RIYAD: Le prince héritier saoudien Mohammed ben Salmane a reçu un appel téléphonique du président français Emmanuel Macron, au cours duquel les deux dirigeants ont passé en revue les derniers développements régionaux et leurs répercussions, a rapporté lundi l'Agence de presse saoudienne (SPA).

Lors de l'appel, Macron a exprimé la solidarité de la France avec l'Arabie saoudite, condamnant fermement les attaques iraniennes répétées visant le Royaume.

Il a réaffirmé le soutien de Paris à toutes les mesures prises par Riyad pour sauvegarder sa souveraineté, sa sécurité et son intégrité territoriale.

Cet appel est intervenu alors que les tensions régionales continuent de s'intensifier. Un jour plus tôt, M. Macron avait appelé toutes les parties au conflit à imposer un moratoire sur les frappes visant les installations énergétiques et d'autres infrastructures civiles.

Il a également exhorté l'Iran à permettre la libre circulation dans le détroit d'Ormuz, mettant en garde sur le média social X contre le "risque d'une escalade incontrôlable".

La France a vivement critiqué l'Iran ces derniers jours.
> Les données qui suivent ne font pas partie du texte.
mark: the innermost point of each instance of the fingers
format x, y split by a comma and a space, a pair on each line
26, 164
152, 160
Lors d'une visite en Israël vendredi, le ministre des affaires étrangères, Jean-Noël Barrot, a déclaré que toute résolution durable du conflit au Moyen-Orient devait être étayée par un règlement politique, ce qui suppose que Téhéran change radicalement de cap.

"Quelle que soit l'issue des opérations militaires en cours, elle doit être complétée par une solution politique qui produise des résultats durables", a déclaré M. Barrot aux journalistes à Tel-Aviv, ajoutant que "le régime iranien doit être prêt à faire des concessions majeures - à changer radicalement de position".

M. Barrot s'est également fait l'écho des appels européens en faveur d'un arrêt des frappes sur les infrastructures énergétiques, à la suite d'un bombardement israélien sur le principal champ gazier iranien qui a entraîné une hausse des prix de l'énergie.